I’m happy to tell you that the global partnership in question certainly listened to my ideas for the development of an advertising solution for their brand, and I look forward to seeing some of the results very soon, but there’s always a challenge in staying number one in your sector, and that challenge is the continuing need for fresh ideas and fresh thinking.

‘If we want things to stay as they are, things will have to change,’ Italian author Giuseppe di Lampedusa said in his novel The Leopard, and that’s something that brand managers and marketing professionals really should always to bear in mind. It takes a lot of work to stay in the same place and in design and brand development this should never be overlooked.

What lessons are there then for you and your business from how major brands deal with brand and marketing issues? Firstly, if you’re not number one in your sector, you should see the relative lack of size and flexibility of your business as an advantage. You should be open to listening to good ideas and implement them quickly once you are certain of their value to your brand. Just be confident in their worth and find good designers and brand specialists to help you deliver them.
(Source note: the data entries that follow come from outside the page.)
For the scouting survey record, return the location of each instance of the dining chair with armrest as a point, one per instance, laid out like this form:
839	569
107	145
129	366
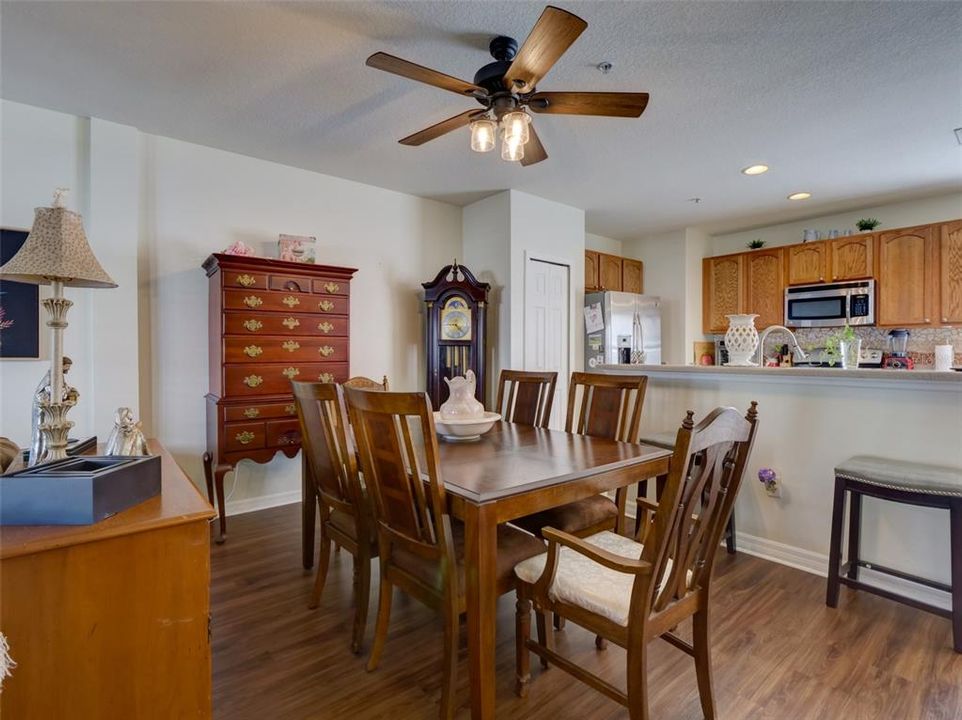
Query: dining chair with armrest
633	591
421	547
The other crucial lesson for all of us is that you should never rest or be content with your design, your brand positioning and how you develop your conversation with your customers and your users. There’s always something new to consider and to learn when managing your brand. Branding, design and social media are still relatively new tools and there are always fresh approaches and fresh ideas and thinking that can drive you in the direction of business growth, or make that growth much easier to reach.

Having helped several major companies successfully re-engineer their brand in the first dot com boom, it’s my view this new media revolution is much more than a bubble. This digital revolution is how business is now and the shape of things to come has finally arrived.

Everything is possible thanks to great technology and software provided by Apple and other firms and great transparent technology tools like Twitter and WordPress that allow you to communicate, publish and effectively reach your target audiences with more accuracy than ever before. We’re still right at the very beginning of a social media age, but unless you want your business to stay exactly as it is, things had better change.